Friday, November 4, 2011

A Heist, a Downer and French Sex





“Tower Heist” Another Caper Movie With Big Stars

By Skip Sheffield


Everyone likes a good caper movie. That’s why Hollywood keeps making them.
The latest is “Tower Heist.” The only original twist is the unique form of the fortune the heisters seek. I won’t give it away.
“Tower Heist” is light, entertaining fare with a decent cast. Ben Stiller is Josh Kovacs, the harried manager of a Donald Trump-type Manhattan high-rise.
Alan Alda is Arthur Shaw, the Bernie Madoff-like tenant who owns the building and lives in the penthouse suite.
Alda seems to relish this kind of capitalist-pig role, and he makes Shaw really reprehensible and ripe for a fall. Shaw has bilked investors for millions, maybe billions of dollars in a Ponzi scheme. The losers include his employees, who stand to have their pension fund wiped out.
That fund figures out to about $20 million, which is the sum Kovacs calculates Shaw has stashed in his penthouse safe.
So Kovacs enlists fellow employees and losers to cook up a scheme to break into Shaw’s penthouse and steal the stash. The guys include Casey Affleck, Matthew Broderick and Michael Pena, and since none has criminal experience, Kovacs enlists recently-released convict Slide (Eddie Murphy) to pull off the caper.
The presence of Eddie Murphy doing his wiseguy thing guarantees some chuckles. Gabourey Sidibe, the young woman who was so moving in “Precious,” shows she has comic chops too in her small role of Ponzi loser Odessa.
Like most caper movies the premise is wildly improbable, but under the direction of Miami Beach native Bret Ratner, at least it’s fun.

"Gainsbourg" a Musical, Sexy French Romp

Love a sexy French film? “Gainsbourg” is your ticket.
“Gainsbourg: A Heroic Life” is the ironic title of a film by comic book artist Joann Sfar, inspired by the real life of French-Jewish artist, pianist, songwriter, singer and lover, Serge Gainsbourg.
Born Lucien Ginsburg to Russian-Jewish parents, Serge (Eric Elmosino) as he later re-named himself, was precocious musically and sexually.
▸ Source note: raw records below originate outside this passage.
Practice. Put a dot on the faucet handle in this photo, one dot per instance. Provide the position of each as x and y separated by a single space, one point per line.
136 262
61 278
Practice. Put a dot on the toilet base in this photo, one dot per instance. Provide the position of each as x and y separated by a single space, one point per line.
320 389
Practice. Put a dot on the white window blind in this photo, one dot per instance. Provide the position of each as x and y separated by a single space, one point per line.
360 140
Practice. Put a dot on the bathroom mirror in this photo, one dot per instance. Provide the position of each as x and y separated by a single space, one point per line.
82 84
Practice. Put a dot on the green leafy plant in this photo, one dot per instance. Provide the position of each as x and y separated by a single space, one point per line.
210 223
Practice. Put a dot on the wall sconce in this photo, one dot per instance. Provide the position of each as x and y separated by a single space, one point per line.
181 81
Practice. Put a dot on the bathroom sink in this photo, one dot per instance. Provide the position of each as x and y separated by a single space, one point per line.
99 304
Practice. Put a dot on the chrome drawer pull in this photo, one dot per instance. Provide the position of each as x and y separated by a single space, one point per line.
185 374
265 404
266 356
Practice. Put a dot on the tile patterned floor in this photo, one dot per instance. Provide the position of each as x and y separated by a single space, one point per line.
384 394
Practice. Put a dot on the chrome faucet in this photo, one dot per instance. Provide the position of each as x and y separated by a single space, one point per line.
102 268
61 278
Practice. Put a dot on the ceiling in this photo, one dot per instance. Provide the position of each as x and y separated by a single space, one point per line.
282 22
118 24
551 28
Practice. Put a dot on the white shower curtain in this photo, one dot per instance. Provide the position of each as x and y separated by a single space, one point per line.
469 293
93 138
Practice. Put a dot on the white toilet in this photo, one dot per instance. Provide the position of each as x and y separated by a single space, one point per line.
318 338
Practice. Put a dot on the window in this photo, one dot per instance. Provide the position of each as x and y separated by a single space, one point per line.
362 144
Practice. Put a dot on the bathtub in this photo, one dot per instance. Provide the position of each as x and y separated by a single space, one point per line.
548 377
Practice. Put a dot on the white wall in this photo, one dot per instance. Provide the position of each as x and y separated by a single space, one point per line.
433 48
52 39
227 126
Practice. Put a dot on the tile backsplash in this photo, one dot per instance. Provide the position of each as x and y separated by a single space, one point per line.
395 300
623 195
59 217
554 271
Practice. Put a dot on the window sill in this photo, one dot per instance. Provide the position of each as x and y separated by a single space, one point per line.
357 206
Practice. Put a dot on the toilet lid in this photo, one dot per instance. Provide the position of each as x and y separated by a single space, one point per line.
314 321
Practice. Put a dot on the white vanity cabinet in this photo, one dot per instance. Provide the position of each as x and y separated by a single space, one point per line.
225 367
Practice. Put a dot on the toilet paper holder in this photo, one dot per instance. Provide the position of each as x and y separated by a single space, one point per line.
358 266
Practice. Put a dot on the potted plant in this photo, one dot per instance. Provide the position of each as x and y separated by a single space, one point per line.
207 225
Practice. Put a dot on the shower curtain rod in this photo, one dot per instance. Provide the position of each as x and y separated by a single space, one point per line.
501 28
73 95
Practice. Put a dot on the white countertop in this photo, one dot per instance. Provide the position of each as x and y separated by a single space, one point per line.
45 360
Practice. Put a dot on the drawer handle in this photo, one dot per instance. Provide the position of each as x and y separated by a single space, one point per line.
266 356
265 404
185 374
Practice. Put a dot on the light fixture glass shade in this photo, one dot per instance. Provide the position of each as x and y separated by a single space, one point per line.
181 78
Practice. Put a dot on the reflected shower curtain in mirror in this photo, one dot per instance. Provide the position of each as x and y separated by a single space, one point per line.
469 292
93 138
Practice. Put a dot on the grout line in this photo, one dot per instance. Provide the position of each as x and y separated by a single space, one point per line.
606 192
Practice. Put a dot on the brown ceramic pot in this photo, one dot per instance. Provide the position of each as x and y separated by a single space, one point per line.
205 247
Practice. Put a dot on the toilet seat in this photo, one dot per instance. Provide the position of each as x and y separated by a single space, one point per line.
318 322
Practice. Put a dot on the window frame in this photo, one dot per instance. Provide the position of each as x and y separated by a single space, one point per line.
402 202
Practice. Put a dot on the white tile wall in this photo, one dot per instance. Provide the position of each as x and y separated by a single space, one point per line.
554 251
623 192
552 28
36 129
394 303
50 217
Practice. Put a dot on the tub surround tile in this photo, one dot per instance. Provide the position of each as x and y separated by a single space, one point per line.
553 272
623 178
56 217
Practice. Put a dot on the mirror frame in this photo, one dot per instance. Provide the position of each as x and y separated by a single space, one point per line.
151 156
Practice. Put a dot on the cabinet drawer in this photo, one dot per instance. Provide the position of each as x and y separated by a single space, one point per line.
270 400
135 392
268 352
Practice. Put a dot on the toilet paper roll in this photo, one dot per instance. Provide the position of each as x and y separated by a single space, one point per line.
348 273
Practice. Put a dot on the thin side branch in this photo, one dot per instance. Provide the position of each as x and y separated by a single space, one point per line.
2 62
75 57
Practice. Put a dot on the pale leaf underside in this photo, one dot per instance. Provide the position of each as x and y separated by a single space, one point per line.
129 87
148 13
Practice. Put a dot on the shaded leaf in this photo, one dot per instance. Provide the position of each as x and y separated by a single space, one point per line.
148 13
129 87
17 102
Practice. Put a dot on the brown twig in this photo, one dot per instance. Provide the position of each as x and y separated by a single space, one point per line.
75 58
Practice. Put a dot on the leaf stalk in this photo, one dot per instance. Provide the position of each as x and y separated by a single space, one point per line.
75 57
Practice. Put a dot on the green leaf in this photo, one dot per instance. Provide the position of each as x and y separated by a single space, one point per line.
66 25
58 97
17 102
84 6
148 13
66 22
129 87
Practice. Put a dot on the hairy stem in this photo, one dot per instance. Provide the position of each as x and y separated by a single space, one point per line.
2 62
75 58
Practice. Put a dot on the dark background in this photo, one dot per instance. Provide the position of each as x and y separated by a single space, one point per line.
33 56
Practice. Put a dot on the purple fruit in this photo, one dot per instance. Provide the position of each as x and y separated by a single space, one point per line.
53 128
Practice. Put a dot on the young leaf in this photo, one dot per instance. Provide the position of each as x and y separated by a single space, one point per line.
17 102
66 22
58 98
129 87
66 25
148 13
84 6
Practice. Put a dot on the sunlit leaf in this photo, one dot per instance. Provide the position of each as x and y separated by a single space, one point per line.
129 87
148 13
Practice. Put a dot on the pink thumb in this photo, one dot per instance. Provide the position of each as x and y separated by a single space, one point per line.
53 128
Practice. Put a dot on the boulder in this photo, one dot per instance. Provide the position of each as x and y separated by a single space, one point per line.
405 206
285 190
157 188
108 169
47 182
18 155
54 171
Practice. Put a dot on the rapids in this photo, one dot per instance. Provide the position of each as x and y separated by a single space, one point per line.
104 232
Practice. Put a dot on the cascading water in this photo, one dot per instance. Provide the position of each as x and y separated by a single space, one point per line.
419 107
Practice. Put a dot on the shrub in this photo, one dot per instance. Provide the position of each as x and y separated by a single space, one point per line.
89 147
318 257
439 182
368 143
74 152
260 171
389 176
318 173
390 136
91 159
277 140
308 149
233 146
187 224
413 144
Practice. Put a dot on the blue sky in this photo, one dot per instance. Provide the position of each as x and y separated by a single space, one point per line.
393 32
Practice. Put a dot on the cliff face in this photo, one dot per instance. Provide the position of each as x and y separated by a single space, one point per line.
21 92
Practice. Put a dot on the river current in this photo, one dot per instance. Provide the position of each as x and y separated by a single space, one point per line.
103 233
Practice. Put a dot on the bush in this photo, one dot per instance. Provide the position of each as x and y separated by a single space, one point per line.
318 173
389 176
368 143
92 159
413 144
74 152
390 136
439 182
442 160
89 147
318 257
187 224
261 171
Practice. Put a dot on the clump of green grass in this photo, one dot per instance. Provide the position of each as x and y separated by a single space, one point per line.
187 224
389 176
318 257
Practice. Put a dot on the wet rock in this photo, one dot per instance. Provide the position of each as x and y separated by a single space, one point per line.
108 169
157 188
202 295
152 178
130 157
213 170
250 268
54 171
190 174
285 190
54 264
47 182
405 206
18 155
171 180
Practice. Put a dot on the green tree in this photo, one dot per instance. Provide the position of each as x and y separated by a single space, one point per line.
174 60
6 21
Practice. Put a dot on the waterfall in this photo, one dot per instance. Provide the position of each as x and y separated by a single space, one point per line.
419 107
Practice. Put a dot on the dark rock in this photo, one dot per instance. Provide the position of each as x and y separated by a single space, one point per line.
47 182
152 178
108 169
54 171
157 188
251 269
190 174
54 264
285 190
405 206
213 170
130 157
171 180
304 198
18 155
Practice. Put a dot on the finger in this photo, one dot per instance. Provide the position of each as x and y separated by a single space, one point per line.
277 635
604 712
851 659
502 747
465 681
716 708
Lucien had an enormous hooked beak of a nose, which we see parodied in a cartoon puppet figure which represents his alter ego. We see Lucien rejected by girl because he is “too ugly,” but that never stopped the confident Serge-to-be.
Once Serge Gainsbourg became a musical star, women were only too happy to jump into his bed. In one notable scene we see him happily fornicating on the bed of rival artist Salvatore Dali.
“Gainsbourg’ is studded with celebrities of the 1960s era; most noticeably Brigitte Bardot (Laetitia Casta) who then was at the peak of her movie stardom. Other beauties he wooed and won were Juliette Greco (Anna Mouglalis) and Jane Birkin (Lucy Gordon).
Serge Gainsbourg never made much of an impact in the USA. The only song of his I remember is the torrid “Je T’Aime,” with its breathy feminine spoken lyric, which was banned in many parts. Judging from this film, Serge (he died in 1991 at age 63) was quite a guy. Eric Elmosino has already won Best Actor awards in France and New York’s Tribeca Film Festival). Serge Gainsbourg is vivid proof you never know what a woman is attracted to. His legacy lives on in his daughter, singer-actress Charlotte Gainsbourg.
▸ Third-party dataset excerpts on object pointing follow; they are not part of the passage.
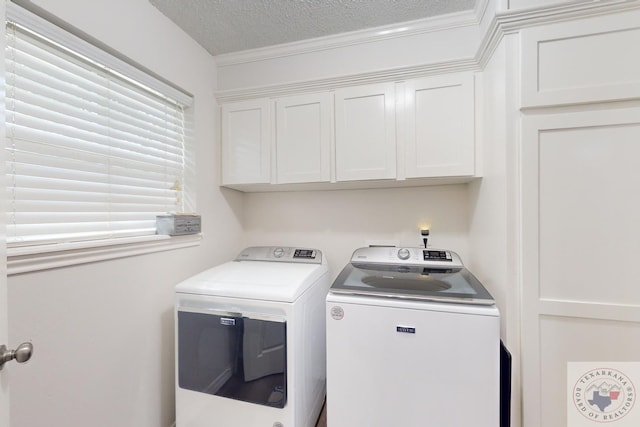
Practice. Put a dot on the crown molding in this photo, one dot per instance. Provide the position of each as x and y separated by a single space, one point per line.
501 24
404 29
513 21
319 85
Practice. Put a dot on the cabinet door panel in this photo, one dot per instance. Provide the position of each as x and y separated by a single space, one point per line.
440 126
303 138
365 132
246 142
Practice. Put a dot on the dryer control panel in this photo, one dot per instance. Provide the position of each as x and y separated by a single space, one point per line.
281 254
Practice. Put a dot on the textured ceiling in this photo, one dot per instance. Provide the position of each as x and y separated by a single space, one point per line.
223 26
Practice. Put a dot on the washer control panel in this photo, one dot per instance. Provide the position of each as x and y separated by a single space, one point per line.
410 256
429 255
281 254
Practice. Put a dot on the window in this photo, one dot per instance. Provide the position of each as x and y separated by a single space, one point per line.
96 147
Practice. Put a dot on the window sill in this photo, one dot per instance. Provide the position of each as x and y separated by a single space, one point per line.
36 258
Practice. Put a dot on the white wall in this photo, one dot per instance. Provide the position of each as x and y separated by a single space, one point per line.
103 332
338 222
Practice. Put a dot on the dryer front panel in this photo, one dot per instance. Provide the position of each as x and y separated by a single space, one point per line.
233 355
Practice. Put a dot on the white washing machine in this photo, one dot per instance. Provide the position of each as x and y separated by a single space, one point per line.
413 340
250 341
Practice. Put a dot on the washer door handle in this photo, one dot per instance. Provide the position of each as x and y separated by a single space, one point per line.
21 354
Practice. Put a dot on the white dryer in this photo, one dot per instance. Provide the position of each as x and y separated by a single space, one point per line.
413 340
250 341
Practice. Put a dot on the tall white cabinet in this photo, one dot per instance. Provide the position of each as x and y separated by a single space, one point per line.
580 156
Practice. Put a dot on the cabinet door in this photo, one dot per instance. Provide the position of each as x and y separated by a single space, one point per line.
303 138
365 132
246 142
440 134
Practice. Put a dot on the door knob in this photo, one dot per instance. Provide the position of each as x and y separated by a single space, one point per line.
20 354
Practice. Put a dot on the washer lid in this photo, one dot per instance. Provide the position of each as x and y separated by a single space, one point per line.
257 280
417 282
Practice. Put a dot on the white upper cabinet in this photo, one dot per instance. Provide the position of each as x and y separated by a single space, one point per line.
304 128
439 126
246 142
365 132
384 134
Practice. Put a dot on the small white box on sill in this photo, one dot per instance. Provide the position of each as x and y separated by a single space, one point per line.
178 224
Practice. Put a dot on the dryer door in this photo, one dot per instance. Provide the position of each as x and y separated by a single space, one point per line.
232 355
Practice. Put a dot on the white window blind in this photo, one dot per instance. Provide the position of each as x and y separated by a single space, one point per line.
92 153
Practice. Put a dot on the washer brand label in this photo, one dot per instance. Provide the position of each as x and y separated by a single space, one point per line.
227 321
602 393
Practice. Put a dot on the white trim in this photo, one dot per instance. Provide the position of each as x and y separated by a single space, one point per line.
420 26
501 24
28 259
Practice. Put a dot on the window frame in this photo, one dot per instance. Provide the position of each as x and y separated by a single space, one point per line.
22 259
Too Happy? "Son of No One" Will Bring You Down

“Son of No One” is a gloomy little film that reminds one how bad in was in New York City just a decade ago.
Channing Tatum stars as Jonathan “Milk” White, a rookie cop assigned to New York’s notoriously rough and violent 118th Precinct. It’s 2002 and Milk lives with his lovely young wife Kerry (Katie Holmes) on Staten Island.
When mysterious hand-written notes begin arriving at the office of much-raking newspaper reporter Loren Bridges (Juliette Binoche), evidence of a cover-up of two murders that occurred in 1986 begins to emerge. That’s all you need to know to realize this is probably not going to lead to a happy ending.
Writer-director Dito Montiel has Katie Holmes and Juliette Binoche playing against type as tough, angry, foul-mouthed women. Also playing against type is Tracy Morgan as a docile grown up but broken childhood friend of Milk.
Playing the types for which they are so well-known are Al Pacino, chief of the 118th in 1986 and Ray Liotta as his 2002 counterpart.
If nothing else, “Son of No One” is gritty and seems real. That’s what makes it such a downer.